### Assignment 1. Download "Citeseer" graph.
Questions: Construct GCN model by using dropping_path technique for node classification task

In [2]:
from torch_geometric.datasets import Planetoid
import torch_geometric.transforms as T
from torch_geometric.utils import subgraph

# Load Cora dataset
dataset = Planetoid(root='.', name='Citeseer', transform=T.NormalizeFeatures())
data = dataset[0]
edge_index  = data.edge_index

In [3]:
from typing import List, Optional, Tuple, Union
from torch import Tensor
from torch_geometric.utils.num_nodes import maybe_num_nodes

# Function to extract the k-hop subgraph around a given node or set of nodes
def k_hop_subgraph(
    node_idx: Union[int, List[int], Tensor],  # The target node(s)
    num_hops: int,  # The number of hops k
    edge_index: Tensor,  # The edge indices
    relabel_nodes: bool = False,  # Whether to relabel nodes to a contiguous range
    num_nodes: Optional[int] = None,  # The number of nodes in the graph
    flow: str = 'source_to_target',  # The flow direction ('source_to_target' or 'target_to_source')
    directed: bool = False,  # Whether the graph is directed
) -> Tuple[Tensor, Tensor, Tensor, Tensor]:  # Returns the subgraph, edge indices, inverse mapping, and edge mask

    # Determine the number of nodes if not provided
    num_nodes = maybe_num_nodes(edge_index, num_nodes)

    # Ensure the flow direction is valid
    assert flow in ['source_to_target', 'target_to_source']
    if flow == 'target_to_source':
        row, col = edge_index
    else:
        col, row = edge_index

    # Initialize masks for nodes and edges
    node_mask = row.new_empty(num_nodes, dtype=torch.bool)
    edge_mask = row.new_empty(row.size(0), dtype=torch.bool)

    # Convert node_idx to a tensor if it is not already
    if isinstance(node_idx, (int, list, tuple)):
        node_idx = torch.tensor([node_idx], device=row.device).flatten()
    else:
        node_idx = node_idx.to(row.device)

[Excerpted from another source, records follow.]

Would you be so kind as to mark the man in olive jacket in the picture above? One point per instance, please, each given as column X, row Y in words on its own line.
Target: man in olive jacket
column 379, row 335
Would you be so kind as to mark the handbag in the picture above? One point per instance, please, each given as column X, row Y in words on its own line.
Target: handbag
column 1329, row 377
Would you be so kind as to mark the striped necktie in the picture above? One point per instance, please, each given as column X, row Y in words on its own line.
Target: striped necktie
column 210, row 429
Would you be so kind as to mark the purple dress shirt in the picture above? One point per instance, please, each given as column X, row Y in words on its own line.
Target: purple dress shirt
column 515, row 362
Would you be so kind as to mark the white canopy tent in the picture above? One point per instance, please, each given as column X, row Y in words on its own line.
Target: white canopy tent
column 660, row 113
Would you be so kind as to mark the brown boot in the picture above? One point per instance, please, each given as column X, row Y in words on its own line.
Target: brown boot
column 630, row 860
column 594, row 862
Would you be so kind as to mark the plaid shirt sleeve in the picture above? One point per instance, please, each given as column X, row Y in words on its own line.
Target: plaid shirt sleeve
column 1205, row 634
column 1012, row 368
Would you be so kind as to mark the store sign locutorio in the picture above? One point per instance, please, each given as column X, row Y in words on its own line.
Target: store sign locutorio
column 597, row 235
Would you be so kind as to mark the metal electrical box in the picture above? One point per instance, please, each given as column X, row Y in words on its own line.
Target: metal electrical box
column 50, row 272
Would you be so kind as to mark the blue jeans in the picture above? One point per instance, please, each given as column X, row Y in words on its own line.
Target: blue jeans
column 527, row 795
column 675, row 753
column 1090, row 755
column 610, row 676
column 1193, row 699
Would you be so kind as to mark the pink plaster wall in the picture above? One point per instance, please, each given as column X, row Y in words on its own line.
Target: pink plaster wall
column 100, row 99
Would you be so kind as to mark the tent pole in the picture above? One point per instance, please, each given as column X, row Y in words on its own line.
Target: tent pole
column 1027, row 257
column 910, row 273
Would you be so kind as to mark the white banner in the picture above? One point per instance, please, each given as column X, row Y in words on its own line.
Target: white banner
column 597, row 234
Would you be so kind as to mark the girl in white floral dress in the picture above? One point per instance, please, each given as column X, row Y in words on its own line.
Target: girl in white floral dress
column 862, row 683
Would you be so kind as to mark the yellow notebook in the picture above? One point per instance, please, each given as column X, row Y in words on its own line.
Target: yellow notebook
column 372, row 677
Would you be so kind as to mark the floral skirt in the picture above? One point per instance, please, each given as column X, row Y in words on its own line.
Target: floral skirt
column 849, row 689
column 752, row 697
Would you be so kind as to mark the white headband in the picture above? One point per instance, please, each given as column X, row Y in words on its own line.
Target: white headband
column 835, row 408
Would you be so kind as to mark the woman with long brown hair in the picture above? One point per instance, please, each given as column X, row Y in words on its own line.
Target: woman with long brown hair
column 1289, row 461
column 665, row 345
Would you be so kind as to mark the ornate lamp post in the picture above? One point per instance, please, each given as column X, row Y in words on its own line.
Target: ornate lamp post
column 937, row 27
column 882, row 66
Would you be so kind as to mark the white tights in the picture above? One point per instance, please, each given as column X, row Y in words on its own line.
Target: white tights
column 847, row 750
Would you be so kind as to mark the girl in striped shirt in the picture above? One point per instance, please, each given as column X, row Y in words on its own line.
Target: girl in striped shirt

    # List to store the subsets of nodes at each hop
    subsets = [node_idx]

    # Perform k-hop expansion
    for _ in range(num_hops):
        node_mask.fill_(False)
        node_mask[subsets[-1]] = True
        torch.index_select(node_mask, 0, row, out=edge_mask)
        subsets.append(col[edge_mask])

    # Concatenate all subsets and get unique nodes
    subset, inv = torch.cat(subsets).unique(return_inverse=True)
    inv = inv[:node_idx.numel()]

    # Create a mask for the subset of nodes
    node_mask.fill_(False)
    node_mask[subset] = True

    # If the graph is undirected, update the edge mask
    if not directed:
        edge_mask = node_mask[row] & node_mask[col]

    # Filter the edge index to include only the edges in the subgraph
    edge_index = edge_index[:, edge_mask]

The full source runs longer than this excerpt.